The Nubian observed the sly and somewhat greedy act with a twinkling eye. When the dervish had drained the dish, the host filled a glass full to the brim with vinegar, and, with fierce joviality, bade him drink it. The poor man hesitated, and said something about wine and a mistake, but the Pasha repeated “Drink!” with such a roar, and threw his sword down at the same time with such a clang on the marble floor, that the dervish swallowed the draught with almost choking celerity.

The result was immediately obvious on his visage; nevertheless he bore up bravely, and even cut a sorry joke at his own expense, while the black giant rolled on his divan, and the tears ran down his swarthy cheeks.
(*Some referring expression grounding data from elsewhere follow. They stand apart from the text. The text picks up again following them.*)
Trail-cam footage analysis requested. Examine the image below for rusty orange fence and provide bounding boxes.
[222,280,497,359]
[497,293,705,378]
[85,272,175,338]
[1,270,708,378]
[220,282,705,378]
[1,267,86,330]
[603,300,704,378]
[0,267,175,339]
The dervish was an adventurer who had wandered about the country as an idle vagabond until the war broke out, when he took to army-contracting with considerable success. It was in his capacity of contractor that he became acquainted with the boisterous black Pasha, who greatly appreciated his low but ready wit, and delighted in tormenting him. On discovering that the dervish was a voracious eater, he pressed—I might say forced—him with savage hospitality to eat largely of every dish, so that, when pipes were brought after supper, the poor dervish was more than satisfied.

“Now, you are in a fit condition to sing,” cried Hamed, slapping the over-fed man on the shoulder; “come, give us a song: the Englishman would like to hear one of your Arabian melodies.”

Redbeard translated this to Lancey, who protested that, “nothink would afford ’im greater delight.”

The dervish was not easily overcome. Despite his condition, he sang, well and heartily, a ditty in Arabic, about love and war, which the Nubian Pasha translated into Turkish for the benefit of the German doctor, and Sanda Pasha rendered into broken English for Lancey.

But the great event of the evening came, when the English guest, in obedience to a call, if not a command, from his host, sang an English ballad. Lancey had a sweet and tuneful voice, and was prone to indulge in slow pathetic melodies. The black Pasha turned out to be intensely fond of music, and its effect on his emotional spirit was very powerful. At the first bar of his guest’s flowing melody his boisterous humour vanished: his mouth and eyes partly opened with a look of pleased surprise; he evidently forgot himself and his company, and when, although unintelligible to him, the song proceeded in more touching strains, his capacious chest began to heave and his eyes filled with tears. The applause, not only of the host, but the company, was loud and emphatic, and Lancey was constrained to sing again. After that the colonel sang a Turkish war-song. The colonel’s voice was a tremendous bass, and he sang with such enthusiasm that the hearers were effectively stirred. Hamed, in particular, became wild with excitement. He half-suited his motions, while beating time, to the action of each verse, and when, as a climax in the last verse, the colonel gave the order to “charge!” Hamed uttered a roar, sprang up, seized his great sabre, and caused it to whistle over his friends with a sweep that might have severed the head of an elephant!